I'm also aware of processed that can be created with fork, but i'm nor sure they are guaranteed to use more CPU, or if they, like threads, just help with IO-bound operations.
Finally i'm aware of CUDA, allowing paralellism in the GPU (And i think OpenCL and Compute Shaders also allows my code to run in the CPU in parallel) but i'm currently looking for something that will allow me to take advantage of the multiple CPU cores that my computer has.
In python, i'm aware of the multiprocessing module, which seems to provide an API very similar to threads, but there i do seem to gain an edge by running multiple functions performing computations in parallel. I'm looking into how could i get this same advantage in C, but i don't seem to be able
Any help pointing me to the right direction would be very much appreciated
Note: I'm trying to achive true parallelism, not concurrency
Note 2: I'm only aware of threads and using multiple processes in C, with threads i don't seem to be able to win the performance boost i want. And i'm not very familiar with processes, but i'm still not sure if running multiple processes is guaranteed to give me the advantage i'm looking for.
A simple program to heat up your CPU (100% utilization of all available cores).
Hint: The thread starting function does not return, program exit via [CTRL + C]
#include <pthread.h>
void* func(void *arg)
{
while (1);
}
int main()
{
#define NUM_THREADS 4 //use the number of cores (if known)
pthread_t threads[NUM_THREADS];
for (int i=0; i < NUM_THREADS; ++i)
pthread_create(&threads[i], NULL, func, NULL);
for (int i=0; i < NUM_THREADS; ++i)
pthread_join(threads[i], NULL);
return 0;
}
Compilation:
gcc -pthread -o thread_test thread_test.c
If i start ./thread_test, all cores are at 100%.
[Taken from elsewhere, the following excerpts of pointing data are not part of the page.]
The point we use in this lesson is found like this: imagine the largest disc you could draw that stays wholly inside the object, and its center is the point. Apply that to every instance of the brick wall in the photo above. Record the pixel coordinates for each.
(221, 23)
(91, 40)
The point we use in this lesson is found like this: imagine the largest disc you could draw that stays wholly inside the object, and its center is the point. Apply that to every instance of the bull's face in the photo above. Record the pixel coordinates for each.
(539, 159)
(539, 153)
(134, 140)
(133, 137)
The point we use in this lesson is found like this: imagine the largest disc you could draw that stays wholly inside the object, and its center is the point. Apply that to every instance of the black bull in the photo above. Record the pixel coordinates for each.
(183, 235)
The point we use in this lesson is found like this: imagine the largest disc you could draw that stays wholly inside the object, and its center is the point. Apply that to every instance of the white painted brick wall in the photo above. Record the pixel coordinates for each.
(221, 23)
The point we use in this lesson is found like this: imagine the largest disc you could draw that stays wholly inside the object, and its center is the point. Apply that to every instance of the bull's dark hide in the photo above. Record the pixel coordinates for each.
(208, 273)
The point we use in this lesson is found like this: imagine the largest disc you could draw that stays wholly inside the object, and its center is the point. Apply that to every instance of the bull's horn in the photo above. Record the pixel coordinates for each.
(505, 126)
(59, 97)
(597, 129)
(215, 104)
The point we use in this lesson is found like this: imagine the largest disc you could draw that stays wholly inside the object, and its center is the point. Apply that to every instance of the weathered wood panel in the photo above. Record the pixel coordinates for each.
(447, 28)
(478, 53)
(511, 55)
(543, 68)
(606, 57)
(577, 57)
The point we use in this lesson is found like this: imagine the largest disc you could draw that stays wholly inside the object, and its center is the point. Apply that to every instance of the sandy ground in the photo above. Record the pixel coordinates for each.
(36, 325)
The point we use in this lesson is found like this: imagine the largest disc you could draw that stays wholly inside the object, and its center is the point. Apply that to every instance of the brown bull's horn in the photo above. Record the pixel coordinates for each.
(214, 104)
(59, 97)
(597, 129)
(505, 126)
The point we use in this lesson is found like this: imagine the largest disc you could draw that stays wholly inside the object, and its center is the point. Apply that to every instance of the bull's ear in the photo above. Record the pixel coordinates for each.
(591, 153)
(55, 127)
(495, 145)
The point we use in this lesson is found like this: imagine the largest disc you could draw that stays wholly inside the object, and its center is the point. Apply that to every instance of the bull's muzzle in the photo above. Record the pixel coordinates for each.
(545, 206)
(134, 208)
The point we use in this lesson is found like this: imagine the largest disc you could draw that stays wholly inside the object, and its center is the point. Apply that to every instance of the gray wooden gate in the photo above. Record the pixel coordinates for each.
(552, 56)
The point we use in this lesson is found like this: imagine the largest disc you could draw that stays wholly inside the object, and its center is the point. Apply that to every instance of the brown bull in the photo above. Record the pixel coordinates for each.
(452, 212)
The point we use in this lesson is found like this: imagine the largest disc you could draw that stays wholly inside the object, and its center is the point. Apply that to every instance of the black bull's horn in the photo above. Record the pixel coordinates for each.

A word to fork and pthread_create:
fork creates a new process (the current process image will be copied and executed in parallel), while pthread_create will create a new thread, sometimes called a lightweight process.
Both, processes and threads will run in 'parallel' to the parent process.
It depends, when to use a child process over a thread, e.g. a child is able to replace its process image (via exec family) and has its own address space, while threads are able to share the address space of the current parent process.
There are of course a lot more differences, for that i recommend to study the following pages:
man fork
man pthreads
I am aware of threads, but the seem to run in the same core, so i don't seem to gain any performance using them for compute-bound operations (They are very useful for socket based stuff tho!).
No, they don't. Except if you block and your threads don't block, you'll see alll of them running. Just try this (beware that this consumes all your cpu time) that starts 16 threads each counting in a busy loop for 60 s. You will see all of them running and makins your cores to fail to their knees (it runs only a minute this way, then everything ends):
#include <assert.h>
#include <pthread.h>
#include <stdio.h>
#include <stdlib.h>
#include <time.h>
#define N 16 /* had 16 cores, so I used this. Put here as many
* threads as cores you have. */
struct thread_data {
pthread_t thread_id; /* the thread id */
struct timespec end_time; /* time to get out of the tunnel */
int id; /* the array position of the thread */
unsigned long result; /* number of times looped */
};
void *thread_body(void *data)
{
struct thread_data *p = data;
p->result = 0UL;
clock_gettime(CLOCK_REALTIME, &p->end_time);
p->end_time.tv_sec += 60; /* 60 s. */
struct timespec now;
do {
/* just get the time */
clock_gettime(CLOCK_REALTIME, &now);
p->result++;
/* if you call printf() you will see them slowing, as there's a
* common buffer that forces all thread to serialize their outputs
*/
/* check if we are over */
} while ( now.tv_sec < p->end_time.tv_sec
|| now.tv_nsec < p->end_time.tv_nsec);
return p;
} /* thread_body */
int main()
{
struct thread_data thrd_info[N];
for (int i = 0; i < N; i++) {
struct thread_data *d = &thrd_info[i];
d->id = i;
d->result = 0;
printf("Starting thread %d\n", d->id);
int res = pthread_create(&d->thread_id,
NULL, thread_body, d);
if (res < 0) {
perror("pthread_create");
exit(EXIT_FAILURE);
}
printf("Thread %d started\n", d->id);
}
printf("All threads created, waiting for all to finish\n");
for (int i = 0; i < N; i++) {
struct thread_data *joined;
int res = pthread_join(thrd_info[i].thread_id,
(void **)&joined);
if (res < 0) {
perror("pthread_join");
exit(EXIT_FAILURE);
}
printf("PTHREAD %d ended, with value %lu\n",
joined->id, joined->result);
}
} /* main */
Linux and all multithread systems work the same, they create a new execution unit (if both don't share the virtual address space, they are both processes --not exactly so, but this explains the main difference between a process and a thread--) and the available processors are given to each thread as necessary. Threads are normally encapsulated inside processes (they share ---not in linux, if that has not changed recently--- the process id, and virtual memory) Processes run each in a separate virtual space, so they can only share things through the system resources (files, shared memory, communication sockets/pipes, etc.)
The problem with your test case (you don't show it so I have go guess) is that probably you will make all threads in a loop in which you try to print something. If you do that, probably the most time each thread is blocked trying to do I/O (to printf() something)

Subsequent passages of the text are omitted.